Small businesses gearing up to pay their first-quarter taxes on April 17 are in for a welcome surprise. Lower tax rates and a new 20 percent small business tax deduction, the result of recently passed tax cuts, will allow significant tax savings beginning this tax period.
While these tax cuts provide long overdue relief for American small businesses, they didn’t address one of the biggest taxes affecting small businesses: the capital gains tax.
The capital gains tax, which currently stands at 23.8 percent, hits small businesses like hotel franchisees especially hard. It disincentives business creation, dampens access to capital, and punishes business growth. It also exacts a painful toll on businesses’ appreciating assets, including real estate.
In today’s political environment, the prospects of passing legislation to lower the capital gains tax rate are slim. But President Trump can effectively lower the capital gains rate through an executive order that directs the Treasury Department to adjust capital gains tax for inflation. This reform would bring significant tax relief to small businesses and generate a massive economic stimulus.
The capital gains tax is an outlier, unlike nearly all other taxes, in that it does not adjust for inflation. Income thresholds for individual income tax rates, for instance, all rise each year along with inflation. As a result, capital gains tax is partially levied on phantom and not real gains in the value of an asset. Consider, for example, a hotel franchisee who purchases a location in 2000 for $2 million and sells it in 2018 for $6 million. He makes a nominal $4 million profit, all of which is subject to a 23.8 percent tax. But part of this capital gain — in this case roughly $1 million — is a result of inflation, not a growing asset value.
According to the Bureau of Labor Statistics inflation calculator, the $2 million purchase price is worth about $3 million in today’s money. So the real capital gain should be $3 million — 25 less than under the current code. The tax paid would fall from $952,000 to $714,000.

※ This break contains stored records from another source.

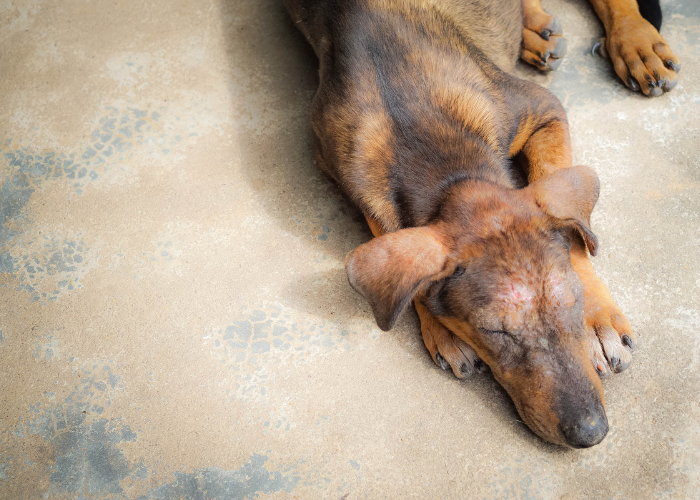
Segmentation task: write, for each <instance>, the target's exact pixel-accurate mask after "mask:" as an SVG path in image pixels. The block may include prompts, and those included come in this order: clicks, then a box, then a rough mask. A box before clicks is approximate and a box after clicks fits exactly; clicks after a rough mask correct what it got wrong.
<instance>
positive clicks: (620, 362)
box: [610, 358, 632, 373]
mask: <svg viewBox="0 0 700 500" xmlns="http://www.w3.org/2000/svg"><path fill="white" fill-rule="evenodd" d="M631 363H632V362H631V361H627V362H624V363H623V362H622V360H621V359H620V358H613V359H612V360H610V364H611V365H612V369H613V371H614V372H615V373H621V372H624V371H625V370H626V369H627V368H629V366H630V364H631Z"/></svg>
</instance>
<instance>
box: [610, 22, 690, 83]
mask: <svg viewBox="0 0 700 500" xmlns="http://www.w3.org/2000/svg"><path fill="white" fill-rule="evenodd" d="M596 47H600V50H599V52H600V54H601V55H602V56H604V57H609V58H610V59H611V60H612V62H613V66H614V68H615V72H616V73H617V75H618V76H619V77H620V78H621V79H622V81H623V82H624V83H625V85H627V87H629V88H630V89H631V90H633V91H635V92H638V91H640V90H641V91H642V93H643V94H644V95H647V96H649V97H656V96H660V95H663V94H664V92H669V91H670V90H672V89H673V88H674V87H675V86H676V83H678V72H679V71H680V69H681V65H680V62H679V61H678V58H677V57H676V56H675V55H674V54H673V52H672V51H671V49H670V48H669V46H668V44H667V43H666V41H665V40H664V39H663V38H662V37H661V35H660V34H659V32H658V31H656V28H654V27H653V26H652V25H651V24H649V22H647V21H646V20H645V19H642V18H639V19H638V20H626V21H625V22H622V23H620V24H618V25H617V26H613V27H612V28H611V30H610V32H609V33H608V37H607V39H605V38H604V39H602V40H601V41H600V42H599V44H596Z"/></svg>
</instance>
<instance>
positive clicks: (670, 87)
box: [664, 80, 678, 92]
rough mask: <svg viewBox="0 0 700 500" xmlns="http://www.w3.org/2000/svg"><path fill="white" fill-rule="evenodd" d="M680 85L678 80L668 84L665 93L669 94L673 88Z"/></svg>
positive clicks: (672, 80) (664, 88)
mask: <svg viewBox="0 0 700 500" xmlns="http://www.w3.org/2000/svg"><path fill="white" fill-rule="evenodd" d="M677 83H678V80H671V81H670V82H666V83H665V84H664V92H669V91H671V90H673V88H674V87H675V86H676V84H677Z"/></svg>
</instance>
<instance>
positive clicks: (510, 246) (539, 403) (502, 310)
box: [346, 167, 608, 448]
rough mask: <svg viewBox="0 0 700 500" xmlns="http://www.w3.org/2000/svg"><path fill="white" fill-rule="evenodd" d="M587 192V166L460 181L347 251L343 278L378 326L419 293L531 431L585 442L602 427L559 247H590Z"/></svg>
mask: <svg viewBox="0 0 700 500" xmlns="http://www.w3.org/2000/svg"><path fill="white" fill-rule="evenodd" d="M597 198H598V178H597V177H596V175H595V173H594V172H593V170H591V169H589V168H587V167H574V168H570V169H566V170H562V171H559V172H557V173H555V174H553V175H550V176H548V177H545V178H543V179H540V180H539V181H537V182H535V183H533V184H531V185H530V186H528V187H527V188H525V189H522V190H512V189H506V188H502V187H498V186H495V185H490V184H486V183H480V182H466V183H463V184H462V185H460V186H457V187H456V188H455V189H454V190H453V191H452V192H451V193H450V194H449V196H448V198H447V200H446V201H445V203H444V205H443V207H442V209H441V212H440V215H439V217H438V218H437V219H436V222H435V223H434V224H431V225H429V226H424V227H418V228H410V229H403V230H400V231H396V232H394V233H389V234H386V235H384V236H381V237H379V238H375V239H374V240H372V241H370V242H369V243H366V244H364V245H361V246H360V247H358V248H357V249H355V250H354V251H353V252H351V253H350V254H349V255H348V259H347V262H346V268H347V272H348V277H349V279H350V283H351V284H352V286H353V288H355V290H357V291H358V292H360V293H361V294H362V295H363V296H364V297H365V298H366V299H367V300H368V301H369V303H370V304H371V306H372V309H373V311H374V315H375V317H376V320H377V323H378V324H379V326H380V328H382V329H383V330H389V329H390V328H391V327H392V326H393V325H394V323H395V321H396V320H397V319H398V317H399V316H400V315H401V313H402V312H403V311H404V310H405V309H406V307H407V305H408V304H409V303H410V302H411V299H412V298H413V297H414V296H415V295H416V294H417V293H420V294H421V295H422V296H423V297H424V299H423V300H424V303H425V305H426V306H427V308H428V310H429V312H430V313H431V314H433V315H434V316H435V317H436V318H437V319H438V320H439V321H440V322H441V323H442V324H443V325H444V326H446V327H447V328H448V329H450V330H451V331H452V332H453V333H454V334H455V335H457V336H458V337H460V338H461V339H462V340H464V341H465V342H467V343H468V344H469V345H471V346H472V347H473V348H474V350H475V351H476V352H477V353H478V354H479V356H480V357H481V359H483V360H484V361H485V362H486V363H487V364H488V365H489V367H490V368H491V371H492V372H493V374H494V376H495V378H496V379H497V380H498V381H499V382H500V383H501V384H502V385H503V387H504V388H505V389H506V390H507V391H508V393H509V394H510V396H511V397H512V398H513V401H514V402H515V405H516V407H517V409H518V411H519V412H520V415H521V416H522V418H523V420H524V421H525V422H526V423H527V424H528V426H529V427H530V428H531V429H532V430H533V431H535V432H536V433H537V434H538V435H540V436H541V437H542V438H544V439H546V440H548V441H551V442H554V443H557V444H562V445H568V446H572V447H579V448H580V447H588V446H593V445H595V444H597V443H599V442H600V441H601V440H602V439H603V438H604V437H605V435H606V433H607V430H608V423H607V418H606V416H605V409H604V398H603V392H602V386H601V383H600V380H599V377H598V375H597V373H596V371H595V370H594V368H593V365H592V362H591V360H590V359H589V357H588V356H587V354H586V353H587V349H586V338H585V335H584V319H583V288H582V285H581V281H580V279H579V277H578V275H577V274H576V273H575V272H574V270H573V268H572V266H571V259H570V256H569V250H570V247H571V245H572V241H573V240H574V239H575V238H582V240H583V241H584V242H585V244H586V246H587V247H588V250H589V252H590V253H591V254H593V255H594V254H595V252H596V247H597V240H596V237H595V235H594V234H593V233H592V232H591V230H590V227H589V219H590V214H591V211H592V210H593V206H594V205H595V202H596V200H597ZM579 241H580V240H579Z"/></svg>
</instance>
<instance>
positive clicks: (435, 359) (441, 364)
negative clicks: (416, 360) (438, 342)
mask: <svg viewBox="0 0 700 500" xmlns="http://www.w3.org/2000/svg"><path fill="white" fill-rule="evenodd" d="M435 361H437V363H438V364H439V365H440V368H442V369H443V370H447V361H445V358H443V357H442V354H440V353H437V354H436V355H435Z"/></svg>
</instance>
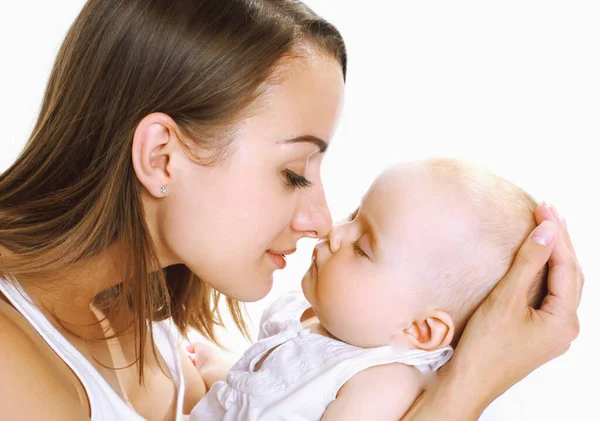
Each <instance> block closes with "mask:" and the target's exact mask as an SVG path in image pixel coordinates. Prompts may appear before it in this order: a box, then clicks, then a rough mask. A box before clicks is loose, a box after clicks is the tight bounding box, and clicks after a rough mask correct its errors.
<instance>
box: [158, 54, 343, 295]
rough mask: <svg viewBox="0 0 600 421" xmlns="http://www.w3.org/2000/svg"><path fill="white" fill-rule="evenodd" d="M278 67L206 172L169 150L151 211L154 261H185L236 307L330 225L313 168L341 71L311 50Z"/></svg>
mask: <svg viewBox="0 0 600 421" xmlns="http://www.w3.org/2000/svg"><path fill="white" fill-rule="evenodd" d="M285 67H287V68H284V69H283V70H284V72H283V79H282V80H281V82H280V83H277V84H275V85H274V86H272V87H270V88H269V89H268V92H267V93H266V94H265V95H264V96H263V97H262V98H261V99H259V101H258V102H259V104H256V105H257V106H256V109H255V110H254V111H253V112H252V114H251V116H250V117H248V118H246V119H245V120H243V121H242V122H241V123H240V124H239V126H238V130H237V132H236V135H235V140H234V143H233V145H234V148H235V149H234V151H233V152H232V153H231V154H230V155H229V156H228V157H227V158H226V159H224V160H223V161H222V162H220V163H218V164H216V165H213V166H203V165H199V164H197V163H194V162H193V161H191V160H190V159H189V158H188V157H187V156H186V155H185V154H184V153H183V152H182V151H181V152H178V153H173V154H171V156H170V157H169V164H168V167H167V168H170V171H168V173H169V177H170V178H169V180H168V182H169V185H168V189H169V191H168V194H167V196H166V197H165V198H163V199H161V200H160V202H159V203H160V205H159V206H158V207H157V212H156V213H155V215H156V221H155V224H156V228H155V232H156V234H157V236H158V238H156V239H155V241H156V242H157V243H159V244H158V250H159V254H162V256H161V262H162V263H163V264H173V263H183V264H185V265H186V266H187V267H188V268H189V269H190V270H191V271H192V272H194V273H195V274H196V275H198V276H199V277H200V278H201V279H202V280H203V281H204V282H207V283H208V284H209V285H211V286H212V287H213V288H215V289H217V290H218V291H220V292H222V293H224V294H226V295H227V296H229V297H232V298H235V299H237V300H240V301H255V300H258V299H260V298H262V297H264V296H265V295H266V294H267V293H268V292H269V291H270V289H271V287H272V279H273V278H272V275H273V272H274V271H275V270H277V269H282V268H283V267H285V257H284V255H287V254H291V253H293V252H294V250H295V249H296V242H297V241H298V240H299V239H300V238H302V237H323V236H325V235H327V234H328V233H329V230H330V227H331V217H330V214H329V210H328V207H327V203H326V200H325V196H324V192H323V186H322V183H321V175H320V166H321V162H322V160H323V154H324V151H325V149H326V148H327V145H328V144H329V142H330V140H331V138H332V136H333V133H334V130H335V127H336V125H337V121H338V117H339V115H340V112H341V109H342V103H343V92H344V82H343V76H342V71H341V67H340V65H339V63H338V62H337V61H335V60H334V59H333V58H330V57H329V56H325V55H322V54H316V53H314V54H312V55H310V56H309V57H308V58H302V59H292V60H288V61H287V64H285Z"/></svg>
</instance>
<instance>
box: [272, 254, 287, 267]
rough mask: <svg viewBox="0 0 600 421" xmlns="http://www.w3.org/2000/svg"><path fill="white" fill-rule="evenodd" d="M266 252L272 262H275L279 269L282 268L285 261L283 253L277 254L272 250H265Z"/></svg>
mask: <svg viewBox="0 0 600 421" xmlns="http://www.w3.org/2000/svg"><path fill="white" fill-rule="evenodd" d="M267 254H268V255H269V257H270V258H271V260H273V262H274V263H275V265H276V266H277V268H279V269H284V268H285V266H286V264H287V263H286V261H285V255H283V254H279V253H274V252H272V251H269V250H267Z"/></svg>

According to a Tax Foundation analysis, the real capital gains tax — in terms of tax paid on actual capital gains (not inflation) — is 42.5 percent, nearly double the stated 23.8 percent. Treasury can fix this quirk in the tax code by issuing a rule stating that capital gains tax is subject to real — not nominal — capital appreciation.
According to former Treasury economist Gary Robbins, roughly one-fourth of annual capital gains tax is paid on inflation. In other words, fixing the tax would be the equivalent of a 25 percent capital gains tax cut.
This change would have a massive effect on the economy. It would incentivize business creation, investment, and productivity increases, while leaving billions more dollars in the private economy. Robbins estimates it would grow U.S. capital stock by $1.1 trillion, boost GDP by roughly $500 billion, and create 400,000 jobs. It would also help boost retirement plans and reduce the tax burdens of realizing them.
Trump has two major supporters of this reform very close to him. Larry Kudlow, Trump’s new top economic advisor, is a leading champion. And Vice President Mike Pence introduced legislation in 2006 when he was a congressman to adjust capital gains for appreciation for assets held for at least three years.
Opponents claim that such a capital gains tax cut would reduce revenue. That’s far from certain. Such a tax cut would spur countless entrepreneurs to realize their capital gains, potentially creating billions of dollars in immediate new revenue. Lower rates have historically resulted in a greater number of transactions, as owners are more willing to sell assets when tax rates are low.The resulting economic growth would also mean there are bigger capital gains to tax.
Like its recent legislative counterpart, this executive branch tax cut would strengthen the small business backbone of the economy. It would be the feather in the cap of the recent tax cuts.
Chip Rogers is the president and Hitash Patel is the chair of the Asian American Hotel Owners Association, which is part of the Job Creators Network’s Coalition of Associations.